🤖 AI Summary
Existing CLIP-style contrastive learning methods for multimodal time-series modeling suffer from overfitting to easily alignable features, erroneously treating cross-modal positive pairs as negatives—leading to fragmented representations and poor generalization. To address this, we propose ProtoMM, the first foundation model for pulse-motion-oriented multimodal physiological signals. ProtoMM introduces a shared prototype dictionary to unify representation spaces across modalities—including ECG, PPG, EDA, and accelerometer data—eliminating negative sampling and enabling cross-modal collaborative clustering with enhanced interpretability. Through self-supervised multimodal temporal encoding, prototype-driven clustering, and shared embedding optimization, ProtoMM establishes a universal “common language” among physiological signals. Evaluated on multiple downstream tasks, ProtoMM achieves state-of-the-art performance, significantly outperforming mainstream contrastive learning and multimodal self-supervised learning approaches.
📝 Abstract
Modeling multi-modal time-series data is critical for capturing system-level dynamics, particularly in biosignals where modalities such as ECG, PPG, EDA, and accelerometry provide complementary perspectives on interconnected physiological processes. While recent self-supervised learning (SSL) advances have improved unimodal representation learning, existing multi-modal approaches often rely on CLIP-style contrastive objectives that overfit to easily aligned features and misclassify valid cross-modal relationships as negatives, resulting in fragmented and non-generalizable embeddings.

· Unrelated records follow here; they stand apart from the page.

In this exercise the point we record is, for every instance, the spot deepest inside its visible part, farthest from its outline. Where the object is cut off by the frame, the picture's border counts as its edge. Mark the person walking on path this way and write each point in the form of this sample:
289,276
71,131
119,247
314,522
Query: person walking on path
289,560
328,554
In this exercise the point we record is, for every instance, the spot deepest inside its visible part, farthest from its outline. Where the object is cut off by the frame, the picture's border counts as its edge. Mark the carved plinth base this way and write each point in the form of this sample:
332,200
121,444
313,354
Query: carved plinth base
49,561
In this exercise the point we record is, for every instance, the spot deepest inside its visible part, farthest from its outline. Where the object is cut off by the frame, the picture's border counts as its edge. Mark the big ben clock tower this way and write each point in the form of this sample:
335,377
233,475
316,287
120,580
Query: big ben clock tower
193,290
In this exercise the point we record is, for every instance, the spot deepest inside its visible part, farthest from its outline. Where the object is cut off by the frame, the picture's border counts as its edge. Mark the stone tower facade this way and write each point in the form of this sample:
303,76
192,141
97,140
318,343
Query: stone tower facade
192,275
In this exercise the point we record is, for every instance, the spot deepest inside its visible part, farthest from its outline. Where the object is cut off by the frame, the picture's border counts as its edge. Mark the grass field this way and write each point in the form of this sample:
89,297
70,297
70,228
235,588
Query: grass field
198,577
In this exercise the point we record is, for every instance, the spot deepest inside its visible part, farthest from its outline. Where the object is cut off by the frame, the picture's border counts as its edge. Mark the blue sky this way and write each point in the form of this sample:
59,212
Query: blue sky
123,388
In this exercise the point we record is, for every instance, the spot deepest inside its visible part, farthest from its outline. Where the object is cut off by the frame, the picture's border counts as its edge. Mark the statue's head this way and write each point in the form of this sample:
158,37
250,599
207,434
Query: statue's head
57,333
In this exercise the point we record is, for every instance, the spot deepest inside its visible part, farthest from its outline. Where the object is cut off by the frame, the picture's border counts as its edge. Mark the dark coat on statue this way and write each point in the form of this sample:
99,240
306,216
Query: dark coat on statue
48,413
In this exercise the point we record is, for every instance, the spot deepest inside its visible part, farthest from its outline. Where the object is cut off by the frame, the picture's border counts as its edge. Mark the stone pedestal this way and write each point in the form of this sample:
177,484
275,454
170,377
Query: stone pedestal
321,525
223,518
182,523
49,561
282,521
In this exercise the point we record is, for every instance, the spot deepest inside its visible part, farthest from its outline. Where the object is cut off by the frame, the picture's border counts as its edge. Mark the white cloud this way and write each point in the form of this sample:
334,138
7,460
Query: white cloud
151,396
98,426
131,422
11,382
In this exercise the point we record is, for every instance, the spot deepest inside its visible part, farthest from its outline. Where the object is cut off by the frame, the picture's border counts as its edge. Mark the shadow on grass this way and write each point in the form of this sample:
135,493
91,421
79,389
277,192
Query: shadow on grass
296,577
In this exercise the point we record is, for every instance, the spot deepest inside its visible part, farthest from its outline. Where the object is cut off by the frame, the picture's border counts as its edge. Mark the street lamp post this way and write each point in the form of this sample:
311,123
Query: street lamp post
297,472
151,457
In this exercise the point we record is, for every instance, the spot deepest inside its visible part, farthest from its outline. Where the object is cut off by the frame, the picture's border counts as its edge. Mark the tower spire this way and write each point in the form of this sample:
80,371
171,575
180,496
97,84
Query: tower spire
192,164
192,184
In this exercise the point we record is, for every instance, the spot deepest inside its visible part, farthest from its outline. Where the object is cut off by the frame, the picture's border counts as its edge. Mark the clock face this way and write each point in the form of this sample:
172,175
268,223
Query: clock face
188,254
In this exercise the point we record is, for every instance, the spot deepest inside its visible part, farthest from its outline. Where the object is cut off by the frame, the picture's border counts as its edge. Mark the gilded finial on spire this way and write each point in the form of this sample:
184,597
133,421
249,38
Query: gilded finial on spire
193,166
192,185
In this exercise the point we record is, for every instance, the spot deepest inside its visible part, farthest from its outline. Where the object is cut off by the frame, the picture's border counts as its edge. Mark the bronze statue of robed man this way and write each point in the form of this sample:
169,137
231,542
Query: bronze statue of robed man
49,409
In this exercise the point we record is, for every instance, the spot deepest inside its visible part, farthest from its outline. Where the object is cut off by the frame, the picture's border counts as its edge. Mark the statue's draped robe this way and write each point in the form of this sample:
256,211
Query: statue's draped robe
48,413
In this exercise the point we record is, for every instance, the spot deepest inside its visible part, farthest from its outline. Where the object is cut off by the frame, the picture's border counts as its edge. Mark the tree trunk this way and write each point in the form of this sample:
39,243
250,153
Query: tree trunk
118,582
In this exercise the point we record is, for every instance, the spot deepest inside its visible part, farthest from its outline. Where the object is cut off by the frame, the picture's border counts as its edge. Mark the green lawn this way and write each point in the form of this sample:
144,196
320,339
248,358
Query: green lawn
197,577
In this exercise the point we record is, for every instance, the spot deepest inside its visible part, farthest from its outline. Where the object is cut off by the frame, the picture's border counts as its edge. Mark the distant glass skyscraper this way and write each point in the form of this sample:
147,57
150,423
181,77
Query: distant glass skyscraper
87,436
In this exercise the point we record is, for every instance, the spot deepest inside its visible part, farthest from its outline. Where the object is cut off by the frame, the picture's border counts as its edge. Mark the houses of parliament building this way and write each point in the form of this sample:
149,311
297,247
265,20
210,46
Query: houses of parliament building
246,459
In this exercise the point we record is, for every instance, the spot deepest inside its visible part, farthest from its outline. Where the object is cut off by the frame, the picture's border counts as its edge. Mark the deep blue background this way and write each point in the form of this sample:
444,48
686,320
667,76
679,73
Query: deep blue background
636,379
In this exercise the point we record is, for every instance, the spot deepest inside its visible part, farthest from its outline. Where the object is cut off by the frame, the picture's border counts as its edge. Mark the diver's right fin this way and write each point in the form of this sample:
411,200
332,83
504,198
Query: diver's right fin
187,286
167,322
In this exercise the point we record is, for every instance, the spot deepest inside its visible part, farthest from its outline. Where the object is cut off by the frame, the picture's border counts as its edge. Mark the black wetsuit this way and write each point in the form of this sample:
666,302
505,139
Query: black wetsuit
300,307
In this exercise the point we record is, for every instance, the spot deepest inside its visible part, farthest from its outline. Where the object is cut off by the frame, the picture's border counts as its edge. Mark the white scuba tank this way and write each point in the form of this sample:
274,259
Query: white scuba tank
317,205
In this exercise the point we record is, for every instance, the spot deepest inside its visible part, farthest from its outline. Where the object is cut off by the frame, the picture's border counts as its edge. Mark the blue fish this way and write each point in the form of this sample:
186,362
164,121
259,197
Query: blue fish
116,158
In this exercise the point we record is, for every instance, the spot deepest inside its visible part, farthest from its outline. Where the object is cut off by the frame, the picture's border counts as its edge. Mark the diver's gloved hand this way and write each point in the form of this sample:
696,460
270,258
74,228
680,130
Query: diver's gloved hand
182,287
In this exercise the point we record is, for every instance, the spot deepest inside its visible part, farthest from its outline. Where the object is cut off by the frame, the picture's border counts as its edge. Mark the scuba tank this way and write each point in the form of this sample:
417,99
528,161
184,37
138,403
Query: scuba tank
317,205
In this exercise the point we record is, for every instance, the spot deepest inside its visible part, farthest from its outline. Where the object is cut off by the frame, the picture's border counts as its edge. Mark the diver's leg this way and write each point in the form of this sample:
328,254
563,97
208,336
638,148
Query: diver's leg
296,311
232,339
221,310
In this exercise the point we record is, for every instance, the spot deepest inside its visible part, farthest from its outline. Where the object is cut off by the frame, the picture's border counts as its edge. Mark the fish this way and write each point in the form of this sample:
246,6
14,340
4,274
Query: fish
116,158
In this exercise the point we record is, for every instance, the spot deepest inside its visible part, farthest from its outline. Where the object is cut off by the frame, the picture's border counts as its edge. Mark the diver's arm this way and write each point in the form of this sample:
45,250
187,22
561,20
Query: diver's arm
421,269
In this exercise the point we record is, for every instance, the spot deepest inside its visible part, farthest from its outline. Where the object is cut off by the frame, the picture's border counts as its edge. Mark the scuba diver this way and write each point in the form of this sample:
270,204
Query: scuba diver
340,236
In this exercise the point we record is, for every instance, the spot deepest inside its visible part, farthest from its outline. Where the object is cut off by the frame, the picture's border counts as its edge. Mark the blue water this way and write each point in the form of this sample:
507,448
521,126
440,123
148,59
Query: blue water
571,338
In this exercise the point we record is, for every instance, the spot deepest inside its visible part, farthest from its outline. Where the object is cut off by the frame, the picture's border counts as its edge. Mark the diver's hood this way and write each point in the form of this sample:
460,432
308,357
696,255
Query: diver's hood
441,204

To overcome these limitations, we propose ProtoMM, a novel SSL framework that introduces a shared prototype dictionary to anchor heterogeneous modalities in a common embedding space. By clustering representations around shared prototypes rather than explicit negative sampling, our method captures complementary information across modalities and provides a coherent "common language" for physiological signals. In this work, we focus on developing a Pulse Motion foundation model with ProtoMM and demonstrate that our approach outperforms contrastive-only and prior multimodal SSL methods, achieving state-of-the-art performance while offering improved interpretability of learned features.